Regular physical activity can improve brain health in a variety of ways, most notably by reducing risk factors for dementia such as diabetes and heart disease.a Analysis of 21 studies in 2023 published in International Journal of Environmental Research and Public Health, concluded that exercise (both aerobic exercise and strength training) improves cognitive function in older adults, regardless of current cognitive status. Researchers speculate that physical activity helps by promoting the growth of new neurons and blood vessels in the brain, fighting inflammation, and improving plasticity, the brain’s ability to change and adapt.
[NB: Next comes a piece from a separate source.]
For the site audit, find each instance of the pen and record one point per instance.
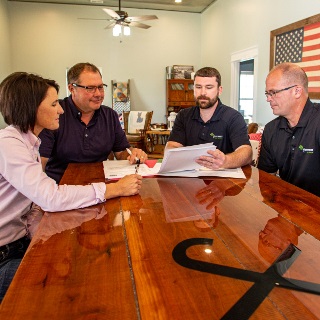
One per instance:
(137, 160)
The World Health Organization recommends 150 to 300 minutes of aerobic exercise, such as walking, cycling, and swimming, and at least two sessions of strength training per week.
“Activities that involve learning specific sequences of movements may be particularly beneficial in slowing the progression of dementia in people with mild cognitive impairment,” Gleason says.a A small study of older adults with the disease was published in the Journal of Alzheimer’s Diet in 2020., found that those who performed choreographed aerobic dance (twice a week for 1 hour for 12 weeks) improved their verbal recognition memory more than those who performed physical therapy exercises. Activities such as dancing and tai chi also challenge balance abilities, which decline with age and the onset of dementia.